In more complex cases, the question arises as to whether it would be useful to obtain a binding private decision from the ATO to confirm the tax treatment.
1 Final Report, The Senate – Special Committee on Australia as a Technology and Financial Center, October 2021 at page ix.
2 Final Report, The Senate – Special Committee on Australia as a Technology and Financial Center, October 2021 at page 64.
3 Final Report, The Senate – Special Committee on Australia as a Technology and Financial Center, October 2021 at page ix.
4 Recommendation 6 in the final report, The Senate – Special Committee on Australia as a Technology and Financial Center, October 2021.
5 Final Report, The Senate – Special Committee on Australia as a Technology and Financial Center, October 2021 at page 140.
7 Final Report, The Senate – Special Committee on Australia as a Technology and Financial Center, October 2021 at page ix.
8 See TD 2014/26 Tax Determination.
9 ATO, “Transacting with Cryptocurrency” (last consulted on October 27, 2021) https://www.ato.gov.au/general/gen/tax-treatment-of-crypto-currencies-in-australia—specifically-bitcoin/?anchor=Transactingwithcryptocurrency
12 Australian Center for Transaction Analysis and Reporting.
13 International funds transfer instruction.

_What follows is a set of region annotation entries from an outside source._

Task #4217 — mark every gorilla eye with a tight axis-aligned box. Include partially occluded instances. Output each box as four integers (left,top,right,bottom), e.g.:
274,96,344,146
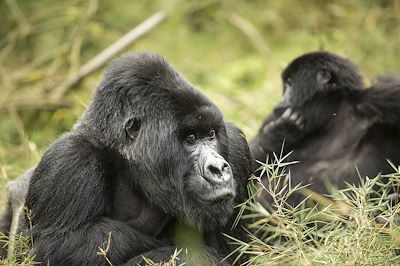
186,134,196,144
208,129,215,139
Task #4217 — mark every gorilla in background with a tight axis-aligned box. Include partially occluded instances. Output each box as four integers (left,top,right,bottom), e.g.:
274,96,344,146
13,53,252,265
250,52,400,204
0,168,34,259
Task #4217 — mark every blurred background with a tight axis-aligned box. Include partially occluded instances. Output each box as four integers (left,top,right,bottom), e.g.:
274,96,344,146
0,0,400,200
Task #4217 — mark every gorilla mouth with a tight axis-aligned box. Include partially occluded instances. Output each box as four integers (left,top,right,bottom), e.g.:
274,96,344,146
198,188,236,204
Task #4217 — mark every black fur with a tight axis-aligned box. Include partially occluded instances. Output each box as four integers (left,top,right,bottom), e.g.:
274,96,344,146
250,52,400,203
22,53,251,265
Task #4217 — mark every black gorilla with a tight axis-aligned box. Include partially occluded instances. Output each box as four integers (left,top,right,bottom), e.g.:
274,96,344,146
250,52,400,203
21,53,251,265
0,168,34,259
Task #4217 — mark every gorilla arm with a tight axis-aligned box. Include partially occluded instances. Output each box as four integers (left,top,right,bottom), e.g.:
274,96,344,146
26,136,160,265
357,81,400,127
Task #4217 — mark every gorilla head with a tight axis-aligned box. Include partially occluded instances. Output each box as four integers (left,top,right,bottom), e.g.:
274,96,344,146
26,53,251,265
78,53,241,229
280,52,364,107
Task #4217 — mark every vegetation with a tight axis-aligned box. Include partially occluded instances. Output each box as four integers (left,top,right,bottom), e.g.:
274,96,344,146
0,0,400,265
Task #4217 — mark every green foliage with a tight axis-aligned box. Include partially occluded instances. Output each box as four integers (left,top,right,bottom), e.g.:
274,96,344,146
230,156,400,265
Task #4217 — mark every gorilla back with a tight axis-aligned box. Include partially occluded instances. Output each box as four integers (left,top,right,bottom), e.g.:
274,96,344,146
250,52,400,203
26,53,251,265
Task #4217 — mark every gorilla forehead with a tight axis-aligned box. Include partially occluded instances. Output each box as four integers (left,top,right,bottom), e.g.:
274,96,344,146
282,51,361,82
97,52,219,116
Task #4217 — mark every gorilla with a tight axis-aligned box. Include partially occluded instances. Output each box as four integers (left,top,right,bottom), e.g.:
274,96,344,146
250,52,400,204
0,168,34,259
7,53,252,265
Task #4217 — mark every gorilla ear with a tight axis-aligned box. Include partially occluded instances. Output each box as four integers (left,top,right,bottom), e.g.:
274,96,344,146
317,69,332,84
125,117,140,139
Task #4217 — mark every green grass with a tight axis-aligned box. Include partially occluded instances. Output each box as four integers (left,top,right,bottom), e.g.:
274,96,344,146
231,155,400,265
0,0,400,264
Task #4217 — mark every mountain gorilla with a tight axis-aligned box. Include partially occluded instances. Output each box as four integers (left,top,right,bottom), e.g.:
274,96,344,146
21,53,251,265
250,52,400,206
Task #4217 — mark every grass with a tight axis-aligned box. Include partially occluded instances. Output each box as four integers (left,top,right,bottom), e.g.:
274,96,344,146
231,154,400,265
0,0,400,265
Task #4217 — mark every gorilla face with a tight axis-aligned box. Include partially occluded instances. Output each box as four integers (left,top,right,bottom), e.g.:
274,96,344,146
280,52,364,107
180,108,236,205
89,52,241,227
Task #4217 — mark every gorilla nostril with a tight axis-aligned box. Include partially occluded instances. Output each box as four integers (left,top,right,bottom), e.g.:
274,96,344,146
208,165,223,176
222,163,229,172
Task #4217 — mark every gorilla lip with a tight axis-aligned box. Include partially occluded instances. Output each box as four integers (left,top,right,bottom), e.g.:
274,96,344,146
198,188,236,203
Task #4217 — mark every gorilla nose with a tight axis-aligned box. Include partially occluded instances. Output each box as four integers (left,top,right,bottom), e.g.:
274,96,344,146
204,158,232,185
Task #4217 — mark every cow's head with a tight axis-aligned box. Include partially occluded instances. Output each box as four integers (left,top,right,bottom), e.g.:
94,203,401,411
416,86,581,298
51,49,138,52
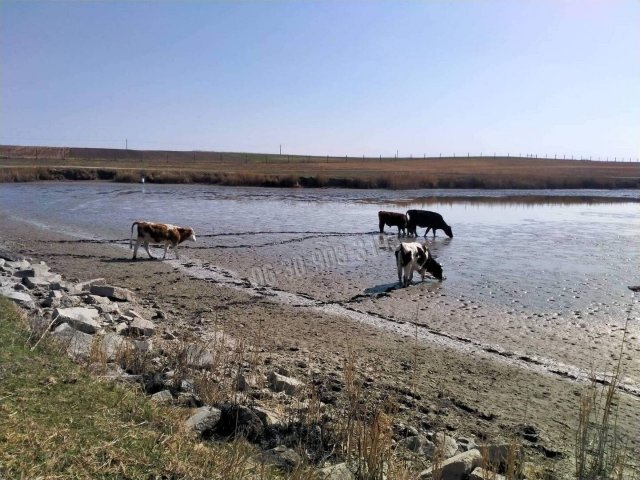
178,227,196,243
422,248,442,281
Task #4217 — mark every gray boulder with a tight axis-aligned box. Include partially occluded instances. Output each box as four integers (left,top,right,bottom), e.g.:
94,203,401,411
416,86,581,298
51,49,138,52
469,467,505,480
89,285,135,302
316,463,355,480
263,445,302,472
151,390,173,403
268,372,304,395
51,323,94,358
53,307,100,333
418,449,482,480
185,407,222,438
186,344,215,368
0,287,36,310
126,318,156,337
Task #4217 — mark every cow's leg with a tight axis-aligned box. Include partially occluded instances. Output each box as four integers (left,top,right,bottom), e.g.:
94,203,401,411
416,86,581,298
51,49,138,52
143,242,153,258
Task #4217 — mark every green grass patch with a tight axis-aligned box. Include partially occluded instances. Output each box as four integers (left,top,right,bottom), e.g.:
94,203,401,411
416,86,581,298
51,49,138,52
0,298,288,479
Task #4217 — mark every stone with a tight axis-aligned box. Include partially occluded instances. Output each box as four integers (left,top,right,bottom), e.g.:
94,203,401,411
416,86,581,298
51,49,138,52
0,248,29,265
432,432,458,458
0,287,36,310
89,285,135,302
13,262,49,278
252,406,283,427
469,467,505,480
151,390,173,403
215,404,264,442
100,332,131,362
480,443,522,472
53,307,100,333
456,437,478,452
185,407,222,438
263,445,302,472
268,372,304,395
418,449,483,480
126,318,156,337
314,463,356,480
51,323,93,358
22,273,62,289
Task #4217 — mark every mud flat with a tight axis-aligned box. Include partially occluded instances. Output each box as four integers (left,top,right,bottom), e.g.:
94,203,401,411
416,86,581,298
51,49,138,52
0,189,640,473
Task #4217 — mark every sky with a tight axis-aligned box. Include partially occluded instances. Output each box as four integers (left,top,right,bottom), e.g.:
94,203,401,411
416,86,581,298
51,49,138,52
0,0,640,160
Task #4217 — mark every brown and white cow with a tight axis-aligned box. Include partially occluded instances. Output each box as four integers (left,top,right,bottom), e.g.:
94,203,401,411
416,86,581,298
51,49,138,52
378,210,407,235
129,222,196,260
396,242,442,287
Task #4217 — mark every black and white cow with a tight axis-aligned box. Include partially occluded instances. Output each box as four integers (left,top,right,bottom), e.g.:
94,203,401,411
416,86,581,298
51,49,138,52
396,242,442,287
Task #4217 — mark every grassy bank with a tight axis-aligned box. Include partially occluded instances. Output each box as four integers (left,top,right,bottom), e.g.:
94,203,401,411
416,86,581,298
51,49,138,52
0,298,276,479
0,147,640,189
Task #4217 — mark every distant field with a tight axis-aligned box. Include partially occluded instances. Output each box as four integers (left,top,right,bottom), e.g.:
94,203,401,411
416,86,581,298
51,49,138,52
0,146,640,189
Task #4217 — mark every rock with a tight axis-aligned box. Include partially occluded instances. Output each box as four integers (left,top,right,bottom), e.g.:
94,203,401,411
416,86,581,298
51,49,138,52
96,302,120,313
126,318,156,337
418,449,482,480
0,248,29,265
53,307,100,333
252,406,282,427
456,437,478,452
315,463,355,480
263,445,302,472
51,323,93,358
13,262,49,278
215,404,264,442
0,287,36,310
186,344,215,368
89,284,135,302
268,372,304,395
480,443,522,472
151,390,173,403
22,273,62,289
398,435,436,456
469,467,505,480
185,407,222,438
433,432,458,458
82,294,111,305
98,332,131,362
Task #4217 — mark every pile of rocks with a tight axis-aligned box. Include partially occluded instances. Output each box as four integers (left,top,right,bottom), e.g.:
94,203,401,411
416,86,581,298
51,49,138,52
0,252,156,362
0,250,532,480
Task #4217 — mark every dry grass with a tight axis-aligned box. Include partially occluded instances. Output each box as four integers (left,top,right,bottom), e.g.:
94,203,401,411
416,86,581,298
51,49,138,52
575,303,640,480
0,147,640,189
0,299,286,479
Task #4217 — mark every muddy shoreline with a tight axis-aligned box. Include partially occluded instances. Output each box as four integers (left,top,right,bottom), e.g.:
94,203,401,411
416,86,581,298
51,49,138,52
0,215,640,476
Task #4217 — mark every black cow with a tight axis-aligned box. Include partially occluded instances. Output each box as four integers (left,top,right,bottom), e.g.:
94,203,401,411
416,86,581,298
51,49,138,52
407,210,453,238
378,210,407,235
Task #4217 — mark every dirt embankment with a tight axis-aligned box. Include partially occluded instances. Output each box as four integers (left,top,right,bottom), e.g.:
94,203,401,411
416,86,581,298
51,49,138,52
0,146,640,189
0,214,640,476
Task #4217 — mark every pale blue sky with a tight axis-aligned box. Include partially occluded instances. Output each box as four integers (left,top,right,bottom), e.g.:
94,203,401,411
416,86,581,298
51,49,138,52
0,0,640,159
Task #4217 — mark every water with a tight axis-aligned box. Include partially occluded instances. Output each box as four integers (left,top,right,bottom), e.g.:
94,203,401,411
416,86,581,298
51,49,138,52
0,183,640,383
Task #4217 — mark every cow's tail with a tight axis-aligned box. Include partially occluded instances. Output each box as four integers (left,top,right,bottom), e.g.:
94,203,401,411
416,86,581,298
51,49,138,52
129,222,140,250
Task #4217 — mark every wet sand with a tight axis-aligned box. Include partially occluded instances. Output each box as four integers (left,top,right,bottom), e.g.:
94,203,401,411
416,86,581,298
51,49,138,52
0,213,640,473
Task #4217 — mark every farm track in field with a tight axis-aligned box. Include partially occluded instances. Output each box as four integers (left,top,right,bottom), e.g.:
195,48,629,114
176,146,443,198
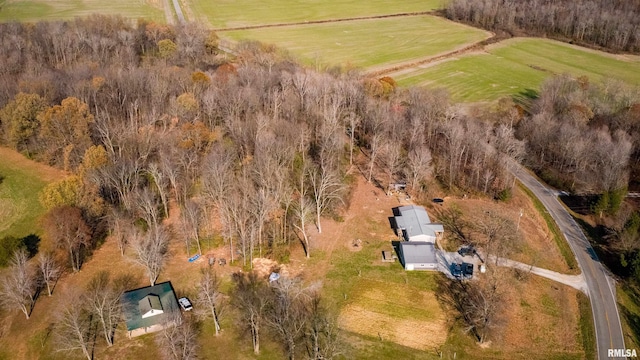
214,11,499,76
213,11,436,32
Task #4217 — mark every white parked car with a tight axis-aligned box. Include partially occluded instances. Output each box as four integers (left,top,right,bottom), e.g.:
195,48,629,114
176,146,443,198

14 This is taken from FinTech Australia’s submissions to the Senate committee. Currently, the ATO has issued guidelines on crypto staking and argues that rewards received from staking can be assessed as ordinary income. ATO, “Transacting with Cryptocurrency” (last consulted on October 27, 2021) https://www.ato.gov.au/general/gen/tax-treatment-of-crypto-currencies-in-australia—specifically-bitcoin/?anchor=Transactingwithcryptocurrency
15 Final Report, The Senate – Special Committee on Australia as a Technology and Financial Center, October 2021 at page 140.
The content of this article is intended to provide a general guide on the subject. Specialist advice should be sought regarding your particular situation.